ATLANTA (AP) — Atlanta Braves outfielder Marcell Ozuna was arrested for driving under the influence of alcohol early Friday near Atlanta.
It was the second arrest in as many years for Ozuna. He was arrested on May 29, 2021, on charges of aggravated assault by strangulation and battery after police officers said they witnessed him attacking his wife. Those charges were dropped after he completed a pretrial diversion program.
Now Ozuna is facing more legal problems after he was arrested by a Norcross Police officer in metro Atlanta. He was booked into the Gwinnett County jail about 4:30 a.m. Friday. He was charged with DUI and failure to maintain lane and was released on $1,830 bond.
“The Atlanta Braves are aware of Marcell Ozuna’s arrest this morning and are still gathering all the facts pertaining to the incident,” the team said in a statement. “Our organization takes these matters very seriously and are obviously disappointed by the situation. As this is a legal matter, we will have no further comment until the process is complete.”
Ozuna's status for Friday night's game against the Houston Astros was not known.

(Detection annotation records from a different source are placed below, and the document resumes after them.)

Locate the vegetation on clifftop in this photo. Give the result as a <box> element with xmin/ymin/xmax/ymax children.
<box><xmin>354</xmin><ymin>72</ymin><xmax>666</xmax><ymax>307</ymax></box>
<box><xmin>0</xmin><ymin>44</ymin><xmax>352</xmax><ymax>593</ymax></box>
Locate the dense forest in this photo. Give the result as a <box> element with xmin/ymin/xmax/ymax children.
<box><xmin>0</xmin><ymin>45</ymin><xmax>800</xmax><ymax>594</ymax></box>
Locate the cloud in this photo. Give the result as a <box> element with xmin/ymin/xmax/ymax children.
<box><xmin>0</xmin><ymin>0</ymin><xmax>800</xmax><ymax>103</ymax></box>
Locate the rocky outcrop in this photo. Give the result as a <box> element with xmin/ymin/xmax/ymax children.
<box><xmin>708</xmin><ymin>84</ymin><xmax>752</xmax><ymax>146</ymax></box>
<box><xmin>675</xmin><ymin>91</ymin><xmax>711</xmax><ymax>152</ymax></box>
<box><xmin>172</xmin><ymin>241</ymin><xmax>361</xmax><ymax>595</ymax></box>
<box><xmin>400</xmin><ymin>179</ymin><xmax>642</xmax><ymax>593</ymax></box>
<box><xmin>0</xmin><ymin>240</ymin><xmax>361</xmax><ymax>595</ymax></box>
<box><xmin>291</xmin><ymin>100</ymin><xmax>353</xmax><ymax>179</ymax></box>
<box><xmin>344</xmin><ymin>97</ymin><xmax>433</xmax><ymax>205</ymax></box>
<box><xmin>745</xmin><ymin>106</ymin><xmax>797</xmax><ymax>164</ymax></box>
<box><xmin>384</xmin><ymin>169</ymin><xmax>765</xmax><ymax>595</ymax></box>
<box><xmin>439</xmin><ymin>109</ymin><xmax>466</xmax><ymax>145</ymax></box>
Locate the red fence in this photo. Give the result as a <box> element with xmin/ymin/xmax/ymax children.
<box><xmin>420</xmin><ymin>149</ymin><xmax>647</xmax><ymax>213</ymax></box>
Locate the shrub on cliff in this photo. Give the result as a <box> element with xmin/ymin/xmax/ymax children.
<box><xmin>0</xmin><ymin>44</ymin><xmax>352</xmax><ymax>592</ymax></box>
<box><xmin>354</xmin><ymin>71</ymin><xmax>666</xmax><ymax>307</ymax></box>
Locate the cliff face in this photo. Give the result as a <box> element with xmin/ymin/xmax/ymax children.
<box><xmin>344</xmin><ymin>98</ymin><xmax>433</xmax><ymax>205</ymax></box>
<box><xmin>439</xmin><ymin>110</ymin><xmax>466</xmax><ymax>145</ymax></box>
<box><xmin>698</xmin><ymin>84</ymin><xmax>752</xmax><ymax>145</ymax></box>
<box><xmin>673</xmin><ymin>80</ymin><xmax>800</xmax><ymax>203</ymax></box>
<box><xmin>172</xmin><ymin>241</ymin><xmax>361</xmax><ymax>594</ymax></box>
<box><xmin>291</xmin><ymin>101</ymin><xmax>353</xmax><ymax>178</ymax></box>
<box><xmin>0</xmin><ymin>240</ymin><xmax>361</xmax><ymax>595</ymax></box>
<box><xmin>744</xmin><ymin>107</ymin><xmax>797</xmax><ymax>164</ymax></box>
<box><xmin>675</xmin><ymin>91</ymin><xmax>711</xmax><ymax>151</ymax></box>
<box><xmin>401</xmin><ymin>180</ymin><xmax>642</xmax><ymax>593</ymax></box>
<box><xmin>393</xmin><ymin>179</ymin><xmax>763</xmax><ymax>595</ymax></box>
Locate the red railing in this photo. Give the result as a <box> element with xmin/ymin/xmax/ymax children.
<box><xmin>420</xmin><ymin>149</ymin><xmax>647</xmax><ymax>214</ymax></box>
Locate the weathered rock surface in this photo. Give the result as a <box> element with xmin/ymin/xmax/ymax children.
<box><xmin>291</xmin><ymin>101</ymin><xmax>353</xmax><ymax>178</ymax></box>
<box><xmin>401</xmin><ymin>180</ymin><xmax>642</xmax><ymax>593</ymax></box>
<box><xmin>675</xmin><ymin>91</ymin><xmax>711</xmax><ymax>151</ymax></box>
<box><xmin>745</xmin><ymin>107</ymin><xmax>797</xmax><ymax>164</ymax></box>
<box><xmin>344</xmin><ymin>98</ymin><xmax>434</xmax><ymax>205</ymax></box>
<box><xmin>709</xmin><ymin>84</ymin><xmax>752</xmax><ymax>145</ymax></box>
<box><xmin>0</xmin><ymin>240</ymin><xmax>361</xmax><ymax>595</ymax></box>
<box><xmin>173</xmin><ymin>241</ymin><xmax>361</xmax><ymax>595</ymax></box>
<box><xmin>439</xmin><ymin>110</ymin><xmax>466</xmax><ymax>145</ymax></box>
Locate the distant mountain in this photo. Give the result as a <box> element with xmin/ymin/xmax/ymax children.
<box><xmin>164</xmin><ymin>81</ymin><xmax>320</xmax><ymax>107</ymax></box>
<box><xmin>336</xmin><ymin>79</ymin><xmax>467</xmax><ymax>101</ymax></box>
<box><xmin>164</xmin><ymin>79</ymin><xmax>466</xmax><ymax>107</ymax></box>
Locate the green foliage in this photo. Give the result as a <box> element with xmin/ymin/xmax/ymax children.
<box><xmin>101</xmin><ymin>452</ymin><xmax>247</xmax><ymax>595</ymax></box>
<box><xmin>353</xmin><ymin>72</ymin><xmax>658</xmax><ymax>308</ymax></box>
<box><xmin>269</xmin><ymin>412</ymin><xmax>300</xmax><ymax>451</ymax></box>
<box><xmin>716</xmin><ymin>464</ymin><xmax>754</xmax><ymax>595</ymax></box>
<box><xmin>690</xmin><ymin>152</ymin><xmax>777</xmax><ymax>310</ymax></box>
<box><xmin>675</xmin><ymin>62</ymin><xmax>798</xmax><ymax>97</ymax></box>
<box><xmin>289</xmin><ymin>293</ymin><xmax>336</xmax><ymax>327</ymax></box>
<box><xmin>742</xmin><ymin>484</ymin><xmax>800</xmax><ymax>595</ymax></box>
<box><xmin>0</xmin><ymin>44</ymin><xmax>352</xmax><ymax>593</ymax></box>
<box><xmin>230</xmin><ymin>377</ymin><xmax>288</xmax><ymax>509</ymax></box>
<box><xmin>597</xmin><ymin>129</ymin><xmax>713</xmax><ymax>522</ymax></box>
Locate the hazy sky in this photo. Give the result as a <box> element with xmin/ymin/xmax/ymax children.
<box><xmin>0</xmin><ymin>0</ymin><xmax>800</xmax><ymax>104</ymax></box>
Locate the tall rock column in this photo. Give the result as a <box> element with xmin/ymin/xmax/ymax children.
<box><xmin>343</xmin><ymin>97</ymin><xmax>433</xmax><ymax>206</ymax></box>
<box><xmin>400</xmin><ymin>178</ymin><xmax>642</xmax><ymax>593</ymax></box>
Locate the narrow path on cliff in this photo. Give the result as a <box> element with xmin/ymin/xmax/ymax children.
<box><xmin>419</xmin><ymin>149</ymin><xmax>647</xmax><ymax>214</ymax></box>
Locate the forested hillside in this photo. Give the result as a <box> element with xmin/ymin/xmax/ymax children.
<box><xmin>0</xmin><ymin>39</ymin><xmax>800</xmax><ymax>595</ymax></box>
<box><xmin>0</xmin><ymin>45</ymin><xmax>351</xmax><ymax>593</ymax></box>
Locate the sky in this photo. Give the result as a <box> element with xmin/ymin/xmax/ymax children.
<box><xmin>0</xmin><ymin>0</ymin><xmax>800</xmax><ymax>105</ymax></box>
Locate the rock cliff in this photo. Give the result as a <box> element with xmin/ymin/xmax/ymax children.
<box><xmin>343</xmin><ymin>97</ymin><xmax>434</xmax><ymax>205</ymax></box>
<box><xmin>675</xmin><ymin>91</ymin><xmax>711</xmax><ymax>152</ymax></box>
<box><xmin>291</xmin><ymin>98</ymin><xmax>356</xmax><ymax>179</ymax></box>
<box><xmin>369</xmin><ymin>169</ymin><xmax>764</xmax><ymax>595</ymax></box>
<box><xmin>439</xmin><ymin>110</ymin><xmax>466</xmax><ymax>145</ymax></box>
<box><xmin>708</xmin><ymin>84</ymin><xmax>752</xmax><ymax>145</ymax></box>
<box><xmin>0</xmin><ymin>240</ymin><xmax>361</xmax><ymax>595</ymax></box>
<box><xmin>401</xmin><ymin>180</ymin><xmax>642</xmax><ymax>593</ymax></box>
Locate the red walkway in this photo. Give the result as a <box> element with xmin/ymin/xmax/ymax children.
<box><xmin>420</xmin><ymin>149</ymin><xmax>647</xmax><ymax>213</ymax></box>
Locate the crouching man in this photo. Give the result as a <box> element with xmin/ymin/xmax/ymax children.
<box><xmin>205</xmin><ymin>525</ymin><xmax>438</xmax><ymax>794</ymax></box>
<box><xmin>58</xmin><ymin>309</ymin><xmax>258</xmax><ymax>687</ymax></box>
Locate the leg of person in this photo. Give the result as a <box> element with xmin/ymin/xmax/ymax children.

Ozuna, 31, is in his third season in Atlanta. He is in the second year of a $65 million, four-year contract.
Ozuna hit .338 and led the National League with 18 homers and 56 RBIs in 2020. He has hit below .215 for two consecutive seasons, and this season's poor production led to reduced playing time even before his new legal problems.
Ozuna is hitting .214 with 20 homers and 46 RBIs this season.
Following the 2021 arrest, Ozuna was placed on administrative leave during a Major League Baseball investigation and missed Atlanta’s World Series championship run.
MLB suspended Ozuna for 20 games under its domestic violence policy in November, allowing him to return for the start of this season.
Ozuna apologized to his teammates and fans at spring training in March.
“My fans, I’m going to give you the best and I’m going to be a better person, and I’m sorry,” Ozuna said at the start of spring training.
Ozuna completed a pretrial diversion program under conditions provided by the Fulton County District Attorney’s office in order to have the previous charges dropped. The program included 3-6 months of supervision.
He also was ordered to complete a 24-week family violence intervention program, at least 200 hours of community service and an anger management course.